Playing detective: 3 strategies for debugging Java when logs aren’t enough
Every single programmer learns early on in their career how to get familiar with whatever debugging tools that are most effective and/or popular in their language of choice. Java has jdb, jconsole, and many more; C++ has gdb; Python has pdb; etc. My personal favorites are the “kill -3” thread dump command, the good old Google search engine, and the powerful YourKit java profiler –– all of which we recently turned to when we discovered that some of our publishers in our pub/sub system stopped working. They weren’t shutting down, but all processing was coming to a complete halt. The logs indicated no failures, the disks and memory were fine, and the other services running on these boxes were all happily chugging away at their work.
New mystery means: The game is on!
Strategy #1: Thread dumps
Being an engineer can be a bit like being a detective — part of your job is to solve mysteries. The first thing I try when getting to the bottom of a Java mystery is grab a thread dump from the program. Thread dumps are massively fun, with hints of issues that don’t show up in logs, even if I switch on trace logging.
In this case, when some of our publishers in our pub/sub system stopped working, the fun began when a colleague and I sat down to look at the Java thread dumps. All the threads were waiting on the same thing: a ReentrantLock that no thread seemed to be holding. Case of the Missing Lock! We had a missing lock and not a thread in sight associated with it. This ReentrantLock was in the code of a GenericKeyedObjectPool from the Apache Commons repository. Apache Commons is a well-used open code base and we didn’t believe it had any issues. The next place to search for leads: Google.
Strategy #2: Google (or your preferred search engine)
Most issues that we run into are not unique to our use of Java and someone else in the world has either run into it before or at least has complained about it on the internet. With all the resources that a search engine provides, there is no reason not to search the world for a potential answer. Even if your case is unique, sometimes answers to questions about related issues can spark a good idea that will lead to a solution.
A missing ReentrantLock and fully locked threads seemed like an issue that someone else would have run into, so we turned to Google. After a bit of investigating, we determined that we had hit a JVM bug: there were two related OpenJDK bugs and an Oracle Java bug that all pointed at a stack overflow during critical sections that then corrupts data and can potentially cause deadlocks. The issues were found in JDK7 and will be fixed in JDK9. However, increasing the stack size only prolonged the time it took for these publishers to hit the issue. The tests indicated that the thread dumps had been corrupted due to that JVM bug and the missing lock was a printing issue and not the true issue we needed to solve. Case of the Missing Lock: solved. Case of the Frozen Publishers: frustratingly open.
Strategy #3: YourKit (or your preferred Java profiler)
It was time to bring out the heavy duty guns: YourKit, a powerful Java profiler which we mostly use in its less powerful mode: remote debugging. With YourKit, we can see into a running program and capture a heap dump, a more detailed thread dump, or even determine deadlocks. When our programs run into large memory sizes, we have found YourKit can handle heap dumps that are 10 or more gigabytes in size, a common heap size when you are dealing with a lot of data.

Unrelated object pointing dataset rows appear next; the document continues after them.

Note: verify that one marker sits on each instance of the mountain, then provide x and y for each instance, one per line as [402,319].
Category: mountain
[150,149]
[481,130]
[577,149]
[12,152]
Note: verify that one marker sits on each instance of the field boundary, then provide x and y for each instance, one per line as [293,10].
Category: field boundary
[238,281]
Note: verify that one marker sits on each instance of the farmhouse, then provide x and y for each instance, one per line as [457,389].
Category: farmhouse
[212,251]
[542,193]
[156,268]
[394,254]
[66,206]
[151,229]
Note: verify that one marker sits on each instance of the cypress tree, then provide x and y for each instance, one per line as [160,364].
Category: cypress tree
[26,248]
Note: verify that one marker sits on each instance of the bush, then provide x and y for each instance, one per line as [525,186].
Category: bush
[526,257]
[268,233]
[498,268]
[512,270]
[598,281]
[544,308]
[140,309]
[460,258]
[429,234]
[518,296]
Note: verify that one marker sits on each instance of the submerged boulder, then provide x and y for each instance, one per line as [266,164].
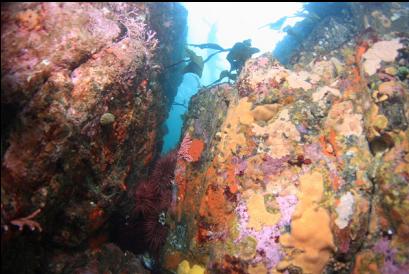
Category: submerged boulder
[82,104]
[305,171]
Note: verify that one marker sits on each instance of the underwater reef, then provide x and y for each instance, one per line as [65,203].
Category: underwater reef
[300,166]
[304,168]
[83,98]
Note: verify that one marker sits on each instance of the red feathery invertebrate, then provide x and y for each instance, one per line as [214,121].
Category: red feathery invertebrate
[183,152]
[196,149]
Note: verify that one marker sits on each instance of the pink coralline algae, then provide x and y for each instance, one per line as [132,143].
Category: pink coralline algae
[268,249]
[389,266]
[27,221]
[273,166]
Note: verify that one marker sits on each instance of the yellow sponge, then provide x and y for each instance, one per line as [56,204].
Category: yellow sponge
[184,268]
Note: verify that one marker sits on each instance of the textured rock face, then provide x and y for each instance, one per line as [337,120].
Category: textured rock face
[82,104]
[305,172]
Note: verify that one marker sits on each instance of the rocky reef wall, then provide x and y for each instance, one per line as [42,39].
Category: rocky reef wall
[84,91]
[301,170]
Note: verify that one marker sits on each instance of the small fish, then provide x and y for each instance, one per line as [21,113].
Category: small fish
[148,261]
[207,46]
[277,25]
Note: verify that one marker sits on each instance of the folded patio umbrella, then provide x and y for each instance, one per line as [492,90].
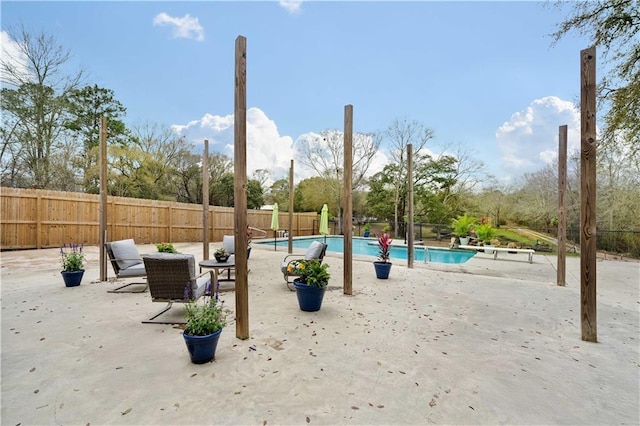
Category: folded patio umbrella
[274,224]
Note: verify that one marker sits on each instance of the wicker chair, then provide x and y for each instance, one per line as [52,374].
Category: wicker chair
[172,278]
[126,263]
[316,251]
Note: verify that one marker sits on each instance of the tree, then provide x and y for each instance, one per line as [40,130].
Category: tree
[324,153]
[279,193]
[312,193]
[400,134]
[33,107]
[86,107]
[613,26]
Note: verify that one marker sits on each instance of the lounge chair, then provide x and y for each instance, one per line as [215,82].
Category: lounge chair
[316,251]
[126,263]
[172,279]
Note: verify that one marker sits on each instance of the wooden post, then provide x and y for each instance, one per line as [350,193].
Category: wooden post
[103,199]
[205,201]
[347,218]
[588,194]
[240,190]
[562,206]
[410,205]
[291,208]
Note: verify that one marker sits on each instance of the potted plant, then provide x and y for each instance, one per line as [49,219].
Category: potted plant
[166,248]
[462,225]
[311,282]
[72,264]
[366,229]
[221,255]
[249,238]
[204,324]
[382,265]
[485,233]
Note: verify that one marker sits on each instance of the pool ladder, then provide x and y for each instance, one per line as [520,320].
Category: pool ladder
[426,253]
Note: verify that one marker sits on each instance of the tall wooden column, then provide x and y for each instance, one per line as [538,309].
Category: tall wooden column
[347,219]
[291,208]
[410,232]
[205,201]
[588,194]
[562,206]
[240,190]
[103,199]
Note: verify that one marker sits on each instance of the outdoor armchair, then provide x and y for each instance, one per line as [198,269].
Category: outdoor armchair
[126,263]
[316,251]
[172,278]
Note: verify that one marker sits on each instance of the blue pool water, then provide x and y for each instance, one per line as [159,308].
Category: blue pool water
[369,247]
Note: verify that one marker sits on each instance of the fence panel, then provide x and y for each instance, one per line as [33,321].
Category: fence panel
[33,218]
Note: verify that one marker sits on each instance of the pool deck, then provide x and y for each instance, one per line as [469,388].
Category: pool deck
[484,342]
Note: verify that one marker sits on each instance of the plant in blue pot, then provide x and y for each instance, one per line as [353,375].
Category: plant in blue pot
[382,265]
[204,323]
[72,264]
[311,283]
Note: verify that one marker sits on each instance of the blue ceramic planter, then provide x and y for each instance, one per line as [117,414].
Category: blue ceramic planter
[309,297]
[202,348]
[72,279]
[382,269]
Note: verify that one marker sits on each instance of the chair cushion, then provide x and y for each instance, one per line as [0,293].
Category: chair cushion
[191,259]
[126,252]
[314,251]
[229,243]
[137,270]
[200,285]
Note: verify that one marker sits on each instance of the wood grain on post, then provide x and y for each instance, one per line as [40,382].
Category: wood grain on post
[291,208]
[205,201]
[347,220]
[240,190]
[562,206]
[410,205]
[103,198]
[588,194]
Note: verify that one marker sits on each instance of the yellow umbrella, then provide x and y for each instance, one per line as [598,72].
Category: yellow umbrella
[274,224]
[324,222]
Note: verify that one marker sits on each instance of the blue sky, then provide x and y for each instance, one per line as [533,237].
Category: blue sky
[482,75]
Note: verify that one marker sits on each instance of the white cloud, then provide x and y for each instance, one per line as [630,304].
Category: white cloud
[185,27]
[291,6]
[266,148]
[529,140]
[14,58]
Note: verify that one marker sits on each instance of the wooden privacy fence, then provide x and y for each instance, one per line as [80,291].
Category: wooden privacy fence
[33,218]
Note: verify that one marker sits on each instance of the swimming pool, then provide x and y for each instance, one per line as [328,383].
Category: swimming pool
[369,247]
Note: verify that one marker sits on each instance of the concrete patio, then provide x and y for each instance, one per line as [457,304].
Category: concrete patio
[485,342]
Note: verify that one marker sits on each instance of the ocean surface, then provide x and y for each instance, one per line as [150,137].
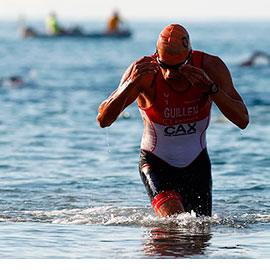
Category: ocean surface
[70,189]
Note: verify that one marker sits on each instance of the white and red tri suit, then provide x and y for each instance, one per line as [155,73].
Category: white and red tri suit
[176,122]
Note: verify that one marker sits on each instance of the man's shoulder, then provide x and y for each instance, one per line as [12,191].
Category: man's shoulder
[212,62]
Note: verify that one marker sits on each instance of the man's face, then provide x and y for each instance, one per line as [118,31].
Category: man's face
[170,67]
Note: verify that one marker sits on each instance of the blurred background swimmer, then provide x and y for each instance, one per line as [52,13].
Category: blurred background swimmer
[114,22]
[52,25]
[258,57]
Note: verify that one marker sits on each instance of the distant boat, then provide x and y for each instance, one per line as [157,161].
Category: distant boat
[27,32]
[120,34]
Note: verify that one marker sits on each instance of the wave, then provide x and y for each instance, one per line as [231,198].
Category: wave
[134,216]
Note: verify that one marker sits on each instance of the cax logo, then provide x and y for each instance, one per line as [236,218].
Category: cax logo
[180,130]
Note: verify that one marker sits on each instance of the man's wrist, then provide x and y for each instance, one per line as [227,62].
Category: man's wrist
[213,89]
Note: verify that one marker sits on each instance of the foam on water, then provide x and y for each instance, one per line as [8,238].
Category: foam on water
[135,216]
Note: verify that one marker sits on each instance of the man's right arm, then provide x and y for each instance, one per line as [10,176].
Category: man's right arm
[131,85]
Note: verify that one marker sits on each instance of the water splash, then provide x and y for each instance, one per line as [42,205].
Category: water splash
[134,216]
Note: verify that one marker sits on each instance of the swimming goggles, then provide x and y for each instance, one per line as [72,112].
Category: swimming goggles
[174,67]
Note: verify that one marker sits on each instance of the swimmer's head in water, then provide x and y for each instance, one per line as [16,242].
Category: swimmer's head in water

The next time the publishers had trouble processing, we attached YourKit and started monitoring the status. Within a few minutes, we noticed that the one of the threads was actively working, unlike what the thread dump had implied. The one that held the lock was actually running in the Apache Commons version of GenericKeyedObjectPool, where it was waiting for a return on a LinkedBlockingDeque.advance() operation.
When we went to check if the version of Apache Commons we had been using had a bug report for it, turns out that there was one. The thread that held the lock would get into an infinite loop and all the other threads that were trying to access the GenericKeyedObjectPool would block on accessing the lock, turning it into a starvation scenario. Our fix was easy: just use the latest version of Apache Commons with the proper fixes. We have verified the version update and made sure other operations were not affected by the upgrade and it looks like the infinite loop was the culprit. Case solved!
When debugging Java programs with issues that are confounding, it is always good to have some tools that you understand. My trusty tools are thread dumps, YourKit and Google. This issue has deepened my appreciation in these tools and they can be good to have in your toolbag.